Gülseren Yoleri: İnsan hakları yok sayılıyor
İnsan Hakları Derneği (İHD) İstanbul Şube Başkanı Gülseren Yoleri ise ATK’nin bağımsız olmadığı ve raporlarının bilimsellikten uzak eleştirilerinin olduğunu belirterek; “ATK’nin iktidarın ötekileştirdiği ya da düşmanlaştırdığı kişilere ya da gruplara yönelik tutumunda bu iktidar yaklaşımının görüldüğü yönlü tespitler hiç de yabana atılır gibi değil. Uzun yıllardır bir düşman hukuku, yaklaşımı uygulaması var. Maalesef burada da Aysel Tuğluk şahsında hem bilimsellikten uzak değerlendirmeler hem de bağımsız olmayan kurum değerlendirmeleri ve dolayısıyla bütün bunlar siyasi tasarruf ya da siyasi bir değerlendirme aracı olarak kullanılıyor olması meselenin. Tüm bunlar aslında insan haklarının yok sayılarak gerçekleştirildiği durumlar. Biz her durumda insan haklarının mahpuslar için de sağlanması gerektiğinin altını bir kez daha çizme ihtiyacı duyuyoruz” ifadelerine yer verdi.
Çaba ve mücadeleye ihtiyaç var
Bundan sonra yapılması gerekenlere de dikkat çeken Yoleri, “Sadece Adli Tıp Kurumu ya da cezaevi idaresi üzerinde baskı oluşturarak bu meseleyi çözemeyiz. İktidara yönelik mücadeleyi genişletmekte fayda var.
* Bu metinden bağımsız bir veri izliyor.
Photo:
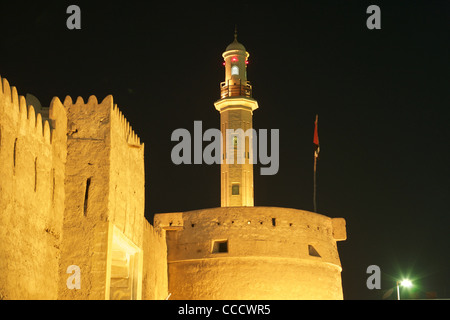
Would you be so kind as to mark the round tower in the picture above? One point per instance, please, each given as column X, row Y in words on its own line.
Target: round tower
column 243, row 252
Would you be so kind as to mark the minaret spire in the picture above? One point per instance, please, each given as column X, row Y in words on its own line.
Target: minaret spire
column 236, row 107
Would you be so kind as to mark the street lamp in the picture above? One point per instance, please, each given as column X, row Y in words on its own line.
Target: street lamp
column 404, row 283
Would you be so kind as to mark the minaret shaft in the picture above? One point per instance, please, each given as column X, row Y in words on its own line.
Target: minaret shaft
column 236, row 108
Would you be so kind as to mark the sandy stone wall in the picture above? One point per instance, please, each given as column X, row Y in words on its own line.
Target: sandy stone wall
column 32, row 156
column 72, row 193
column 271, row 253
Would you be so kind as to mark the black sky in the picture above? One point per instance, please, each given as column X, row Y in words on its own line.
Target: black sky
column 382, row 96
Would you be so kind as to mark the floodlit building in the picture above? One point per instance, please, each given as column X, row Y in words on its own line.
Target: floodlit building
column 72, row 222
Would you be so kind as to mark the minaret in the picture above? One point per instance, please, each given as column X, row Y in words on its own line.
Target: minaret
column 236, row 107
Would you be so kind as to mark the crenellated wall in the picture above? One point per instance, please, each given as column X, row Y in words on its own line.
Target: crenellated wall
column 72, row 192
column 252, row 253
column 32, row 157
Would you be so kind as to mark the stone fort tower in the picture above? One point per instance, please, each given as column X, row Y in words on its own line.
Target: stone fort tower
column 239, row 251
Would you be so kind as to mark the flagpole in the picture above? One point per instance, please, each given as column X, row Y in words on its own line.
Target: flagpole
column 315, row 185
column 316, row 155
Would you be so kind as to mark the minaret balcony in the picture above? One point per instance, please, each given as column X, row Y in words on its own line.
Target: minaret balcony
column 235, row 90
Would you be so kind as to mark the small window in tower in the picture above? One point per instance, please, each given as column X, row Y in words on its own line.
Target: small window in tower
column 220, row 246
column 313, row 252
column 235, row 189
column 86, row 196
column 235, row 141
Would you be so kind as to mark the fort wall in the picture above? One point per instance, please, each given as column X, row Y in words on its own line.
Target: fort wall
column 253, row 253
column 32, row 157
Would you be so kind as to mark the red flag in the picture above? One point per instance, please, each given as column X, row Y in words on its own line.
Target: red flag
column 316, row 137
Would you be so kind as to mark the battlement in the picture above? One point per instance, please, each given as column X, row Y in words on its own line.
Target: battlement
column 24, row 118
column 99, row 111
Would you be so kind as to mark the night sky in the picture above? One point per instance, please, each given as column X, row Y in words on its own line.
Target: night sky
column 382, row 96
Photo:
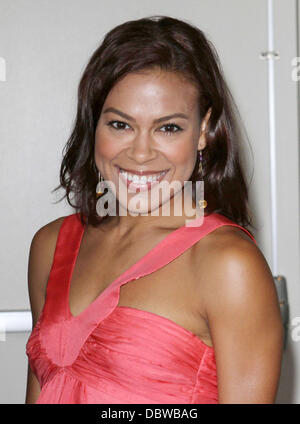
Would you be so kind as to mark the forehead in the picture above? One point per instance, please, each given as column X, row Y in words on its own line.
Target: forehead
column 154, row 87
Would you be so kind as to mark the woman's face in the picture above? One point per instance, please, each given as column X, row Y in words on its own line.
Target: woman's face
column 149, row 123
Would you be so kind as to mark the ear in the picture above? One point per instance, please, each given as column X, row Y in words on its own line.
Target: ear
column 202, row 137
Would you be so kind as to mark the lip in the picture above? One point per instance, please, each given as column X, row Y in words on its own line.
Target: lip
column 142, row 187
column 141, row 173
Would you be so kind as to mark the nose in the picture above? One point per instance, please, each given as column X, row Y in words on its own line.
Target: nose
column 141, row 149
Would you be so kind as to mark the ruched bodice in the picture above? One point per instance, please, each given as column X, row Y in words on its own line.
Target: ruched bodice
column 119, row 354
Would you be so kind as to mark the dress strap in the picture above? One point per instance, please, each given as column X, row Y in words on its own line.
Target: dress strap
column 77, row 329
column 67, row 247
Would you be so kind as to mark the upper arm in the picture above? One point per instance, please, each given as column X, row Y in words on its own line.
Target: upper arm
column 244, row 319
column 40, row 260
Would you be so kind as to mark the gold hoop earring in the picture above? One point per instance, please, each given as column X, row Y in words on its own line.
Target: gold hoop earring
column 202, row 203
column 100, row 186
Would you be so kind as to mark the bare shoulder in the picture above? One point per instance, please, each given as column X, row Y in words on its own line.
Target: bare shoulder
column 240, row 304
column 234, row 269
column 40, row 260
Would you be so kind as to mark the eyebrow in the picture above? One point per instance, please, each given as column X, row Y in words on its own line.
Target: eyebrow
column 155, row 121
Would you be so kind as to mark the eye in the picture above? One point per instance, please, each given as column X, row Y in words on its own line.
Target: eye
column 119, row 125
column 171, row 129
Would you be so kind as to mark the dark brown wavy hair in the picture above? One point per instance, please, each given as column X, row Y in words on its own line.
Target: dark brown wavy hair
column 172, row 45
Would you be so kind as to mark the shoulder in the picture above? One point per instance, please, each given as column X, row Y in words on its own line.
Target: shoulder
column 41, row 254
column 45, row 237
column 236, row 272
column 240, row 305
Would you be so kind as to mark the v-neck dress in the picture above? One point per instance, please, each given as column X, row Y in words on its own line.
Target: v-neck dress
column 111, row 354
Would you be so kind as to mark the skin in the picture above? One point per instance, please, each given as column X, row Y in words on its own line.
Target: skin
column 140, row 144
column 221, row 289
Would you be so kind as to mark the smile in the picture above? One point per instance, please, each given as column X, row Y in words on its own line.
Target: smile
column 141, row 180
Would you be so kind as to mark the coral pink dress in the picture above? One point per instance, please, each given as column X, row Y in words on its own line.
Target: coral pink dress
column 111, row 354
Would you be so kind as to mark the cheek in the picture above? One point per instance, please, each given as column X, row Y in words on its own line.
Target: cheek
column 184, row 155
column 104, row 146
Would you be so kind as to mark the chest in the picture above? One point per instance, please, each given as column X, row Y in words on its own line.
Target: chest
column 168, row 291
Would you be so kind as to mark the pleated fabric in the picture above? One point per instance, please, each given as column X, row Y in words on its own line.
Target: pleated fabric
column 111, row 354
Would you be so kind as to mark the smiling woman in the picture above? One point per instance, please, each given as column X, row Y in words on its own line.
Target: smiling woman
column 135, row 307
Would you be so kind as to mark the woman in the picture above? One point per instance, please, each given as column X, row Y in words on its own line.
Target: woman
column 138, row 306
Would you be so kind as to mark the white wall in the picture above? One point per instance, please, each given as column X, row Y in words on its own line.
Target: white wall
column 46, row 44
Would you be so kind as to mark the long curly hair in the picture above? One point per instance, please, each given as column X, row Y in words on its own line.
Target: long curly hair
column 172, row 45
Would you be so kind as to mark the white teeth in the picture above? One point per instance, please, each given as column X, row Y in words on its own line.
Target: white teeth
column 136, row 179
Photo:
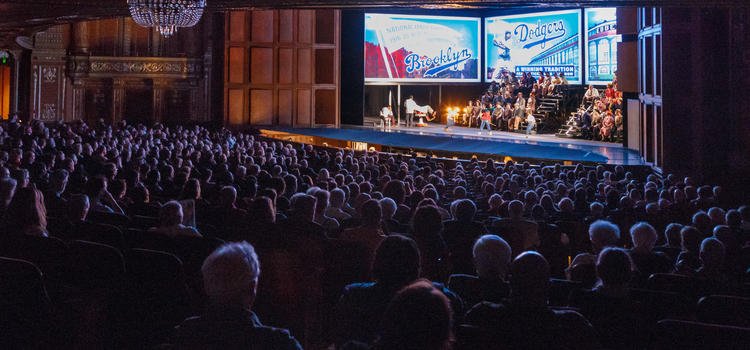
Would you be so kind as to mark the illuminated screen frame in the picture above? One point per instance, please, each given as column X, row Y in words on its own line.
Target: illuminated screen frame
column 442, row 56
column 601, row 29
column 493, row 56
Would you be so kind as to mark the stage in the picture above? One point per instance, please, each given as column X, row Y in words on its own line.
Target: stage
column 464, row 140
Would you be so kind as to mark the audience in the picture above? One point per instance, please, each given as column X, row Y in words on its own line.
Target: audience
column 468, row 219
column 230, row 278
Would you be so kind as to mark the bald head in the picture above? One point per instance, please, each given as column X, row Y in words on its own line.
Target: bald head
column 491, row 257
column 529, row 278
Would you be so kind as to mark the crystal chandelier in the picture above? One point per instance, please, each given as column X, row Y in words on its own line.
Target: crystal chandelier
column 166, row 15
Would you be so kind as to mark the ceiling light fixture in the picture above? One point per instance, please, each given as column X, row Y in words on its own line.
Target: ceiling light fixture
column 166, row 15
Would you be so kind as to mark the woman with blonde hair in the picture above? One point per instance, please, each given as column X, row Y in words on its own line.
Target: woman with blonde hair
column 26, row 213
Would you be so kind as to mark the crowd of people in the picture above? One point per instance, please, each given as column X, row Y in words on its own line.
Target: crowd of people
column 600, row 117
column 503, row 106
column 443, row 247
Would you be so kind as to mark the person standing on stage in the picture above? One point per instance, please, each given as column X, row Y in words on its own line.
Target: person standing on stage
column 410, row 107
column 476, row 113
column 518, row 115
column 520, row 101
column 507, row 114
column 485, row 121
column 497, row 114
column 386, row 117
column 531, row 124
column 468, row 111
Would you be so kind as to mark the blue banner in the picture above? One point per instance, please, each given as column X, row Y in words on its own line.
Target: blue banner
column 547, row 41
column 400, row 48
column 601, row 45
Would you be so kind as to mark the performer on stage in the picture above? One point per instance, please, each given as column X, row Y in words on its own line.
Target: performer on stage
column 386, row 117
column 410, row 106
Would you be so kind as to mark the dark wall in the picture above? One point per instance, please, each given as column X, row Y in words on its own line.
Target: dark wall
column 705, row 88
column 352, row 66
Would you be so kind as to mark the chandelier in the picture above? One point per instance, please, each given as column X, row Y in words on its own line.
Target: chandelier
column 166, row 15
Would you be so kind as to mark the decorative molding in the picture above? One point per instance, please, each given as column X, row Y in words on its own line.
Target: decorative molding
column 148, row 67
column 50, row 74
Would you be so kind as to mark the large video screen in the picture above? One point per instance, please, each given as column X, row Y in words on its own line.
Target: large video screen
column 601, row 44
column 533, row 42
column 406, row 48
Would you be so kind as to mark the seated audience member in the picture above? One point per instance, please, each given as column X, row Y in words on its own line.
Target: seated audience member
column 426, row 226
column 170, row 222
column 54, row 202
column 647, row 262
column 337, row 200
column 460, row 234
column 101, row 200
column 359, row 314
column 7, row 189
column 26, row 214
column 525, row 321
column 388, row 209
column 522, row 234
column 141, row 204
column 688, row 262
column 619, row 322
column 329, row 223
column 603, row 234
column 418, row 318
column 674, row 242
column 369, row 233
column 300, row 221
column 492, row 259
column 230, row 278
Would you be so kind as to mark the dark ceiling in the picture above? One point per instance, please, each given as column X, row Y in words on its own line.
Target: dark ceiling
column 23, row 17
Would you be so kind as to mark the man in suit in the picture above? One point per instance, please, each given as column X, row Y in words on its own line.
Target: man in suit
column 521, row 234
column 410, row 107
column 230, row 278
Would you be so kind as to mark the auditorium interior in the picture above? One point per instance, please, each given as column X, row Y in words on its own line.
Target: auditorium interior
column 262, row 121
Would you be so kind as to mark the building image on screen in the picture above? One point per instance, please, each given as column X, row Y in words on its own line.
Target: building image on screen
column 533, row 42
column 601, row 44
column 403, row 48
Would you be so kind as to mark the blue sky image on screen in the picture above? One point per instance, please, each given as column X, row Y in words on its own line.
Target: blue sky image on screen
column 401, row 48
column 547, row 41
column 601, row 44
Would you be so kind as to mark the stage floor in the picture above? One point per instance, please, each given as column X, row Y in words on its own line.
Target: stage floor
column 466, row 140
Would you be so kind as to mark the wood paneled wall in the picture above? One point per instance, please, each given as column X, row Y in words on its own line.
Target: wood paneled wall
column 282, row 67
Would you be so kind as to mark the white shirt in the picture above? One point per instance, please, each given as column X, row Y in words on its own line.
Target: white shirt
column 410, row 106
column 592, row 93
column 386, row 113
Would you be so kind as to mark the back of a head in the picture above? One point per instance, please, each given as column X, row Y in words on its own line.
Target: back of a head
column 515, row 209
column 691, row 239
column 603, row 234
column 396, row 261
column 337, row 198
column 674, row 238
column 230, row 275
column 529, row 277
column 465, row 210
column 371, row 212
column 261, row 210
column 388, row 208
column 171, row 214
column 644, row 236
column 418, row 318
column 614, row 267
column 304, row 205
column 427, row 221
column 491, row 257
column 712, row 252
column 78, row 206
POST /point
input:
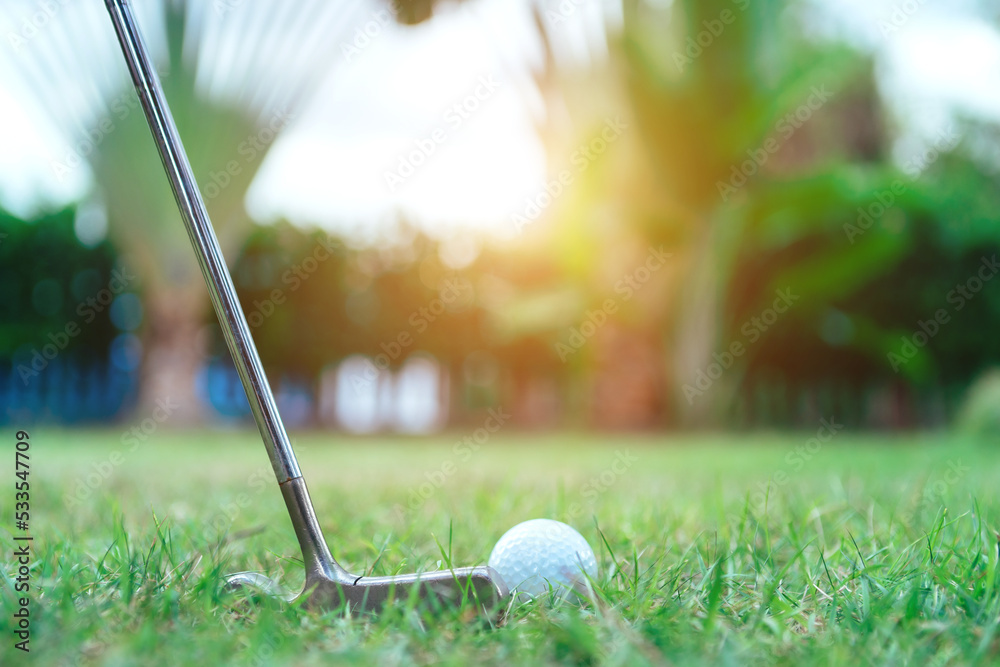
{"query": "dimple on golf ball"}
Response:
(534, 554)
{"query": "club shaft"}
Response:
(206, 245)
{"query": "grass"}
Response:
(721, 549)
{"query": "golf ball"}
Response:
(534, 554)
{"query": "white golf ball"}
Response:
(534, 554)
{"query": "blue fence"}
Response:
(67, 391)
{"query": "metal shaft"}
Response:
(326, 581)
(206, 245)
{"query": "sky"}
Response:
(345, 162)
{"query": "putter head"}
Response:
(328, 585)
(479, 588)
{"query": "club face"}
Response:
(478, 588)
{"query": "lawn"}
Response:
(732, 549)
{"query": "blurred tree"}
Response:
(48, 276)
(230, 97)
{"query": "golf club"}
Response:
(327, 583)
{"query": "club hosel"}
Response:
(315, 552)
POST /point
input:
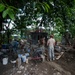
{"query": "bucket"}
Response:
(23, 58)
(5, 61)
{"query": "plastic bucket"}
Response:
(23, 58)
(5, 61)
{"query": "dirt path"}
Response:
(58, 67)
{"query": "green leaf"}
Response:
(2, 7)
(5, 13)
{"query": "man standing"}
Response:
(50, 44)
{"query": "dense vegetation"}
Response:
(57, 16)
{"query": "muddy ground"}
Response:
(64, 66)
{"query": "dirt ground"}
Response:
(64, 66)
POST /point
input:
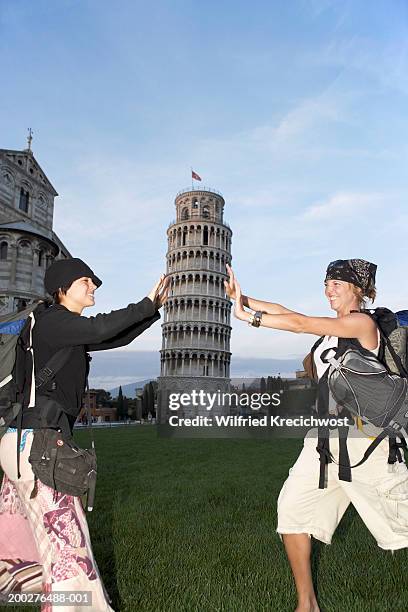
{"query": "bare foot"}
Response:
(308, 606)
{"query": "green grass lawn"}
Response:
(189, 525)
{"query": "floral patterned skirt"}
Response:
(44, 540)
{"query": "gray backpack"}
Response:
(375, 389)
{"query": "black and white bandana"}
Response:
(356, 271)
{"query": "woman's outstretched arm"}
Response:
(353, 325)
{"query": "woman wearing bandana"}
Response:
(304, 509)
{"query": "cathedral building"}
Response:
(196, 330)
(28, 244)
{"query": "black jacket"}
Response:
(56, 327)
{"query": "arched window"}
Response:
(3, 250)
(24, 200)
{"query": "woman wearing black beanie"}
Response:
(51, 549)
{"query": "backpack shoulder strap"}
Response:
(53, 365)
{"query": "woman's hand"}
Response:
(239, 311)
(158, 295)
(229, 285)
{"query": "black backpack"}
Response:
(374, 389)
(18, 387)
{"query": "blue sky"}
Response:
(295, 111)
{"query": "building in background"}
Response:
(196, 330)
(28, 244)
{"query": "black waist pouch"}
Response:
(60, 464)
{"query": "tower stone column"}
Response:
(196, 330)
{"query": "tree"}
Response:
(120, 405)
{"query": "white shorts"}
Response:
(378, 491)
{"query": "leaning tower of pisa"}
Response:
(196, 331)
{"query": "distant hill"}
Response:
(130, 389)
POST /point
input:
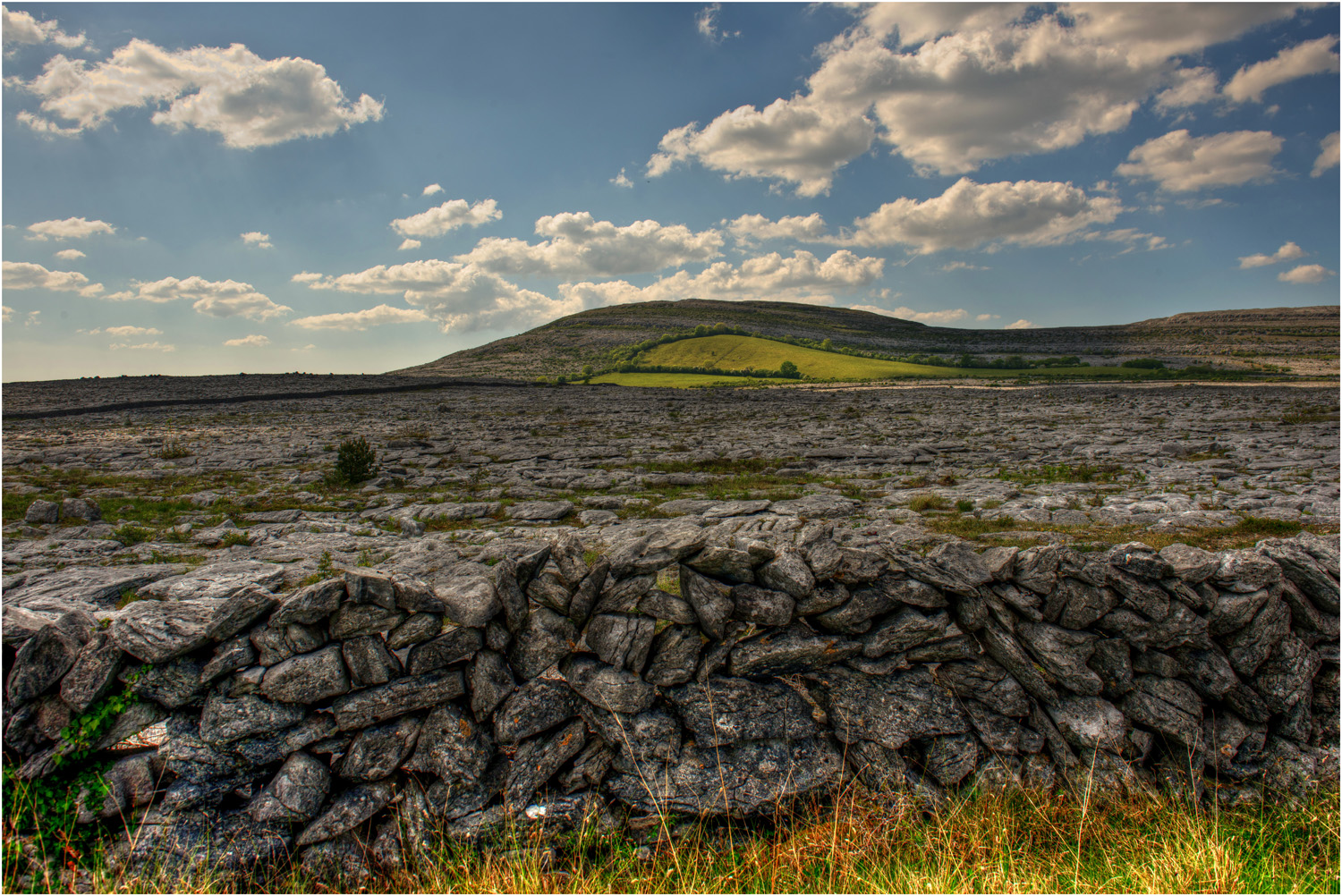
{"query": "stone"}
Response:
(40, 663)
(1089, 722)
(348, 810)
(622, 640)
(662, 605)
(786, 571)
(453, 746)
(534, 707)
(607, 687)
(161, 630)
(794, 648)
(416, 628)
(352, 620)
(239, 611)
(454, 646)
(490, 683)
(378, 750)
(711, 601)
(225, 721)
(370, 706)
(308, 678)
(675, 654)
(725, 710)
(295, 793)
(901, 630)
(369, 662)
(539, 759)
(368, 587)
(890, 710)
(542, 640)
(93, 672)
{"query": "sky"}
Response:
(199, 188)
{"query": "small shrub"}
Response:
(354, 461)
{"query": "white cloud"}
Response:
(217, 300)
(1306, 274)
(361, 319)
(72, 228)
(1288, 252)
(142, 346)
(580, 244)
(252, 341)
(23, 29)
(231, 91)
(751, 228)
(1181, 164)
(1307, 58)
(1192, 86)
(448, 216)
(969, 215)
(984, 82)
(458, 297)
(800, 278)
(24, 275)
(708, 24)
(1328, 155)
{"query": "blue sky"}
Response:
(212, 188)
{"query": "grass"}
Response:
(853, 842)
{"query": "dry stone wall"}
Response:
(346, 719)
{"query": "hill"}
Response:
(1304, 338)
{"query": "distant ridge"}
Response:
(565, 345)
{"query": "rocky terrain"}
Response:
(1302, 338)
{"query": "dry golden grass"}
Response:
(985, 842)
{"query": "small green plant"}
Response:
(354, 461)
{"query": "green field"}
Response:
(741, 353)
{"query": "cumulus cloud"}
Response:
(252, 341)
(797, 278)
(231, 91)
(448, 216)
(23, 29)
(361, 319)
(70, 228)
(969, 215)
(1181, 164)
(577, 244)
(217, 298)
(142, 346)
(752, 228)
(1307, 58)
(1306, 274)
(24, 275)
(966, 83)
(1328, 155)
(708, 24)
(458, 297)
(1288, 252)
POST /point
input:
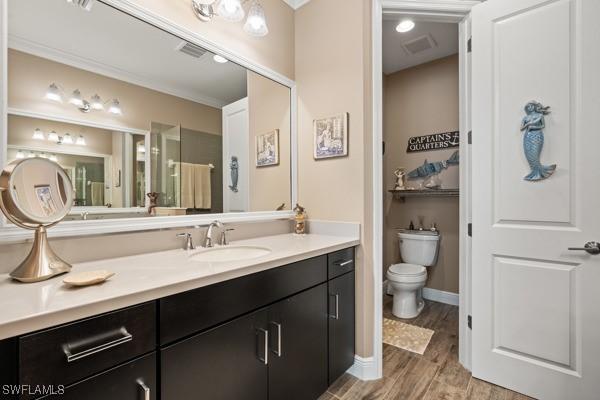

Kadın hasta mahpus olarak Aysel Tuğluk şahsında geliştirilen kadın hareketinin önemi büyük. Bundan sonrası için toplumsal muhalefetin bu tür karşı koyuşlarını güçlendirmek lazım. Ama muhataplık meselesinde de bakanlıkları, Meclis’i, hükümeti hedef alan, orada dönüşümü hissettiren bir baskı oluşturabilen genişlikte meselenin ele alınması, yine mevzuatta değişiklik yapılmasına zorlama bu meselede daha kalıcı çözümler üretilebilir. Esas olarak bu mekanizmanın bozulması ve insan haklarına uygun olarak yeniden oluşturulması ihtiyacı var. Bunun için çaba ve mücadeleye ihtiyaç var” önerisinde bulundu.